実際に、シオノギヘルスケア社「kikippa イヤホン」29 は音楽や音声に、40Hzの振幅変調を行って聞くことができるイヤホンであり、「脳を鍛える」ことができるという触れ込みで販売されている。
このように手軽なアプリケーションやデバイスという形で提示できる技術であり、ほかにも自宅や会社の照明、音響設備、振動デバイスなど日常の中に刺激ディスプレイとして実装できる可能性がある。
現状の課題
脳リズム研究は脳疾患の新たな治療方法の開発だけでなく、脳機能の改善・向上を目的とした製品・サービス開発に資するポテンシャルを有している。しかし、現状では多数の課題があるため、研究結果の解釈や社会実装に当たってはこれらの課題を認識・検討する必要がある。
主な課題の一つは、人に対する研究事例が少なく、再現性が確認できない事例が存在する点である。感覚刺激による脳波振動の誘発や、それに伴う脳波の一般的な特性解明については、古くから研究が行われ、信頼性の高い知見が得られているものの、これらの知見を応用した疾患治療や脳・神経機能の調整に関しては、依然として研究が不十分であり、長期的な効果についても不明な点が多い。たとえば、前述のアルツハイマー病治療への応用に関しては、有効性が確認されているのは主にマウスを用いた実験であり、ヒトを対象とした研究は限られている。さらに、同様の研究でも再現性が得られなかったとする報告もあり、これは実験プロトコルの違いなど、研究間の手法の統一性に欠けることが一因と考えられる。したがって、これらの結果を評価する際には、慎重な判断が求められる。
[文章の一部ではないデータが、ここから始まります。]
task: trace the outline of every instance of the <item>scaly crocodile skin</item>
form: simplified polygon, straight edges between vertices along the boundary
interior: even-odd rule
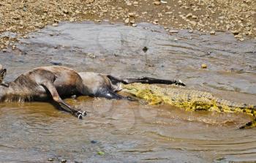
[[[151,105],[166,103],[186,110],[209,110],[224,113],[241,112],[251,115],[254,120],[240,129],[256,126],[256,106],[236,103],[214,96],[208,92],[188,90],[181,87],[162,88],[156,85],[132,83],[123,85],[122,91],[146,99]]]

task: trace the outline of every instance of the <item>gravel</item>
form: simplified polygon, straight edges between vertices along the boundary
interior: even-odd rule
[[[167,31],[187,29],[208,34],[230,31],[241,41],[256,39],[255,0],[1,0],[0,49],[15,48],[13,44],[19,37],[46,25],[80,20],[100,23],[102,20],[135,27],[149,22]]]

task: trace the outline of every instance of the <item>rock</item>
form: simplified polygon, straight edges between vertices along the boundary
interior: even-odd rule
[[[54,158],[49,158],[48,159],[48,162],[53,162],[54,161]]]
[[[202,65],[201,65],[201,69],[207,69],[207,64],[202,64]]]
[[[130,20],[129,23],[131,23],[132,24],[135,23],[135,20],[134,20],[134,19]]]
[[[142,50],[143,50],[144,53],[147,52],[148,50],[148,48],[146,46],[142,49]]]
[[[135,18],[135,12],[129,12],[129,14],[128,14],[128,16],[129,17],[129,18]]]
[[[59,26],[59,24],[57,23],[53,23],[53,26]]]
[[[197,16],[195,16],[195,15],[192,15],[192,17],[193,19],[197,19]]]
[[[237,31],[237,30],[232,31],[231,32],[232,32],[233,34],[235,34],[235,35],[237,35],[237,34],[239,34],[239,31]]]
[[[170,30],[169,32],[170,33],[178,33],[178,31],[177,31],[177,30]]]
[[[154,1],[153,4],[154,5],[160,5],[161,4],[161,2],[160,1]]]
[[[214,31],[214,30],[211,31],[210,31],[210,34],[215,34],[215,31]]]
[[[192,13],[189,13],[189,14],[187,15],[186,17],[187,17],[187,18],[189,18],[192,17],[192,16],[193,16]]]
[[[125,23],[126,24],[128,24],[128,23],[129,23],[129,18],[125,19],[125,20],[124,20],[124,23]]]
[[[157,25],[157,24],[158,24],[158,20],[157,19],[155,19],[155,20],[154,20],[154,21],[153,21],[153,23],[154,24],[155,24],[155,25]]]
[[[67,162],[67,159],[61,159],[61,163],[66,163],[66,162]]]
[[[139,4],[139,2],[138,2],[138,1],[134,1],[134,2],[133,2],[133,5],[138,5],[138,4]]]

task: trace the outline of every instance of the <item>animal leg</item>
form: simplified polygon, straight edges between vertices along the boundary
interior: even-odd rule
[[[162,79],[157,79],[157,78],[148,77],[143,77],[140,78],[127,78],[127,79],[118,79],[111,75],[107,75],[107,77],[110,80],[110,81],[113,84],[116,84],[118,83],[122,83],[124,84],[141,83],[148,83],[148,84],[167,84],[167,85],[176,84],[176,85],[182,86],[186,86],[181,80],[162,80]]]
[[[64,110],[71,113],[72,115],[78,117],[79,119],[82,119],[83,116],[86,115],[86,113],[85,111],[78,110],[76,109],[72,108],[65,102],[64,102],[61,98],[59,96],[56,88],[55,88],[53,83],[49,81],[43,82],[42,83],[43,86],[45,86],[52,95],[53,100],[60,105],[60,107]]]
[[[124,96],[110,90],[103,90],[103,91],[101,90],[98,91],[95,94],[95,96],[98,97],[105,97],[108,99],[127,99],[129,101],[138,101],[136,99],[134,99],[131,96]]]
[[[6,69],[0,69],[0,84],[3,83],[6,75],[7,75]]]

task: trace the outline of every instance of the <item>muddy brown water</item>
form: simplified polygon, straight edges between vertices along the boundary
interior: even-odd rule
[[[63,23],[0,52],[12,80],[33,67],[63,65],[117,77],[181,79],[188,88],[256,105],[256,41],[159,26]],[[144,53],[143,47],[148,48]],[[208,69],[201,69],[201,64]],[[0,162],[241,162],[256,161],[256,130],[244,114],[185,112],[79,97],[79,121],[47,102],[0,104]],[[104,152],[100,155],[98,152]]]

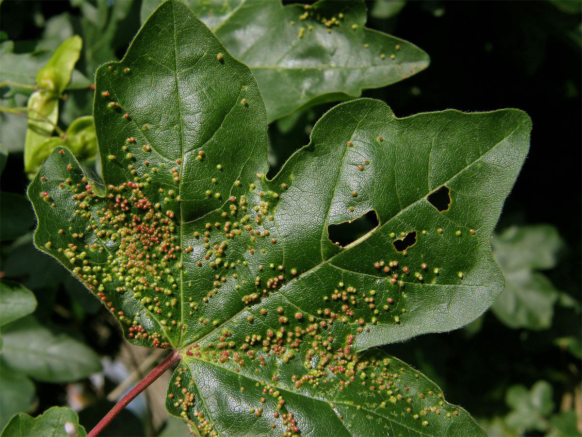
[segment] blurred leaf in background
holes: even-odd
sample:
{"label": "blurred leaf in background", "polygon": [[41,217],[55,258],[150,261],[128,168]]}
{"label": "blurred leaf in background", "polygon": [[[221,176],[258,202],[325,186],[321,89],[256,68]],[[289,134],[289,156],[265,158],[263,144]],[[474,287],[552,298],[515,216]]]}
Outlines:
{"label": "blurred leaf in background", "polygon": [[77,413],[69,408],[53,407],[38,417],[20,413],[13,417],[2,432],[2,437],[51,436],[84,437],[85,428],[79,424]]}
{"label": "blurred leaf in background", "polygon": [[495,234],[491,245],[506,281],[491,311],[512,328],[549,328],[559,291],[539,270],[558,263],[565,245],[558,230],[549,224],[514,226]]}

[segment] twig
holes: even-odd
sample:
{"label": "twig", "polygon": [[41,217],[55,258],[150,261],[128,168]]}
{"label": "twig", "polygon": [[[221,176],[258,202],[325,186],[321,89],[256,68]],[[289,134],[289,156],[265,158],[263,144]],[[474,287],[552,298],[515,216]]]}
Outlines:
{"label": "twig", "polygon": [[158,364],[151,372],[150,372],[146,378],[140,381],[137,385],[129,391],[127,394],[122,398],[121,400],[118,402],[115,406],[111,408],[111,411],[105,415],[105,417],[101,419],[101,421],[95,428],[91,430],[91,432],[87,435],[87,437],[95,437],[99,435],[103,428],[107,427],[112,421],[115,417],[124,408],[125,408],[130,402],[133,400],[138,394],[143,392],[151,383],[157,379],[159,376],[168,370],[170,366],[175,362],[179,361],[182,359],[182,355],[177,351],[172,351],[172,353],[168,355],[165,359]]}
{"label": "twig", "polygon": [[161,351],[155,350],[152,352],[151,354],[144,361],[140,364],[139,366],[129,374],[129,375],[118,385],[115,389],[109,392],[107,395],[107,400],[115,402],[118,398],[123,394],[123,392],[127,390],[134,382],[139,378],[142,373],[149,369],[155,364],[159,359],[159,353]]}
また、脳波を誘発することによるリスクに関する検証が不十分である点も課題として挙げられる。たとえば、光刺激を用いた実験では、てんかんの既往がある参加者は除外されている。また、特定の疾患では異常な脳波の増加が見られる場合もあるため、そうしたケースに対しては慎重な検討が必要である。脳のリズム調整は非侵襲的な手法であり、電気刺激などに比べて安全性は高いと考えられるものの、一定のリスクマネジメントは不可欠である。
最後に
脳のリズム調整は脳疾患の新たな治療法の開発や新たなビジネス創出の可能性を秘めた研究テーマである。しかし、その作用機序や有効性・安全性については未解明な点が多く、 「脳を刺激すれば脳機能が向上する」といった科学的根拠に乏しい言説がインターネットやソーシャルメディア上で散見されている現状がある。脳のリズムに着目した介入方法は画期的である一方で、ヒト研究報告が不足している等の課題も存在する。したがって、その解釈と社会実装に当たっては学術的・倫理的な検討に基づく慎重な判断が不可欠である。適切な規制と英知を持って社会実装を進めることで、脳リズム調整は、脳疾患治療の常識を一新し、脳を対象とした新たなビジネスを切り拓くだろう。